Marc 6, 45-52

Une traversée hallucinée

Dom David-Marc d’Hamonville

Marc, l’histoire d’un choc, p. 129s

 

Marc donne une vision surplombante, comme par satellite, de la situation spatiale des protagonistes : Le bateau était au milieu de la mer, et lui, seul, sur la terre.

A cette situation objective correspond une situation subjective qui se trouve aussitôt explicitée et mise en images d’une façon frappante : Jésus, sur la terre, est d’une parfaite stabilité, solidement ancré à son Père par la prière, tellement bien les pieds sur terre qu’il en est rendu capable de marcher sur la mer ! La précision et il voulait les dépasser fait peut-être résonner le verbe passer au sens du passage de la mer qui reste le haut fait de la sortie d’Egypte, la libération d’Israël.
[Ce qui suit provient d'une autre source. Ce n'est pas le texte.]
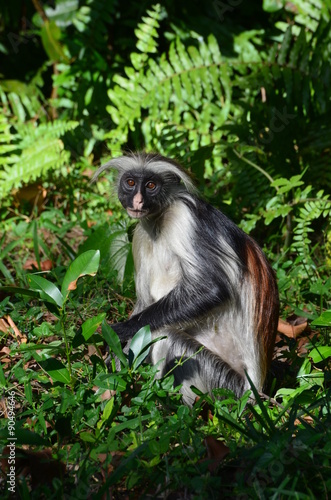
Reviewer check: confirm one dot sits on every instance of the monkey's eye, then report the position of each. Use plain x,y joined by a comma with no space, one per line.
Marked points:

Lors de la tempête apaisée, au chapitre 4 de Marc, Jésus se contentait de dormir paisiblement ; cette fois, il marche sur la mer, et il passe, manifestant une puissance active et souveraine. L’une des paroles qu’il leur adresse, c’est moi, est à double portée ; au-delà de la formule banale, destinée à le faire reconnaître, on peut y lire les prémices d’une revendication d’autorité divine qui retentira à nouveau au procès de Jésus, formule tirée d’un oracle d’Isaïe destiné à rassurer Israël en situation de grand désarroi : Pour que vous sachiez, que vous croyiez et que vous compreniez que Moi, je suis.
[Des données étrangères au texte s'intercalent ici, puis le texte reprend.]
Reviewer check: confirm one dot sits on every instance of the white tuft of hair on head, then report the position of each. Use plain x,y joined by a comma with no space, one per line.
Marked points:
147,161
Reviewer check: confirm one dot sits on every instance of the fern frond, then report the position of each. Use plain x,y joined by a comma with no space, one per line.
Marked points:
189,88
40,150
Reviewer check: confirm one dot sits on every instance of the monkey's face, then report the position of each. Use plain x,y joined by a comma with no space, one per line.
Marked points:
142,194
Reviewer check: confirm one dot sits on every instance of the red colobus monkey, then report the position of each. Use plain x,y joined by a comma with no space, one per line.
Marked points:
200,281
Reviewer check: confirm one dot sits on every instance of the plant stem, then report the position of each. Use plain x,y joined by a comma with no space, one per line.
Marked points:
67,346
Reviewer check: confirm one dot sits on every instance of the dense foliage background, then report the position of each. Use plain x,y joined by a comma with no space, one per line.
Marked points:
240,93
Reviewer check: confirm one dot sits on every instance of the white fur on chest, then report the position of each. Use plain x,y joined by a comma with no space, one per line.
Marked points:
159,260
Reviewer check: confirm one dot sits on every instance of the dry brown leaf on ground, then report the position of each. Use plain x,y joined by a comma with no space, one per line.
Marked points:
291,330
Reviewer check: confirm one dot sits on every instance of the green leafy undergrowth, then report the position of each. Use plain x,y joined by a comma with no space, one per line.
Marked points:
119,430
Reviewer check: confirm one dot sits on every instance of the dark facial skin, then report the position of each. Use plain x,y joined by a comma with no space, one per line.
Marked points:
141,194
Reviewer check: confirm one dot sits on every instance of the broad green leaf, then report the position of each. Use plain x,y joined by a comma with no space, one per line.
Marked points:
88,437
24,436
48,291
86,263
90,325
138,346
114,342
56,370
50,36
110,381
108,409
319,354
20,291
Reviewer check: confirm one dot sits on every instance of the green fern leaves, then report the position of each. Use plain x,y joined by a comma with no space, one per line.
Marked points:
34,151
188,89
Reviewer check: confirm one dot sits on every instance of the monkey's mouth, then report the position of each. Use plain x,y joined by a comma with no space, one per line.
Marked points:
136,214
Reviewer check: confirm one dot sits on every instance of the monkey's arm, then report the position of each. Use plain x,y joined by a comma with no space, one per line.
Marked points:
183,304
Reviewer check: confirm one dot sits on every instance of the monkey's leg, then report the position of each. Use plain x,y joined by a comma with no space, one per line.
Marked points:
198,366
Les disciples, eux, au milieu de la mer, sont en proie à toutes les turbulences possibles, extérieures et intérieures.

Ce contraste entre l’attitude de Jésus et celle des disciples se traduit par un double regard, aux effets diamétralement opposés.
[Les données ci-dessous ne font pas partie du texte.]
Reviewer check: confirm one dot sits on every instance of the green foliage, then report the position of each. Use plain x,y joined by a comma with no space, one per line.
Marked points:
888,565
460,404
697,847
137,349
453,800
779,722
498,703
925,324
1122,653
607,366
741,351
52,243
Jésus, voyant leurs vains efforts, leur désarroi, leurs tourments, vient à eux, tandis qu’eux-mêmes, voyant Jésus qui vient à eux, marchant sur la mer, avec une aisance déconcertante, restent en état d’hallucination, de bouleversement, de sidération, et cet état perdure en sa présence, alors qu’il est là de nouveau près d’eux, dans le bateau. La description du narrateur multiplie les traits qui marquent cet état de choc.

Par rapport à la tempête apaisée, la progression de l’incompréhension est très sensible. Plus Jésus se révèle, plus les disciples se referment, la peur et la sidération tenant place d’une confiance et d’une foi qui n’arrivent pas à naître.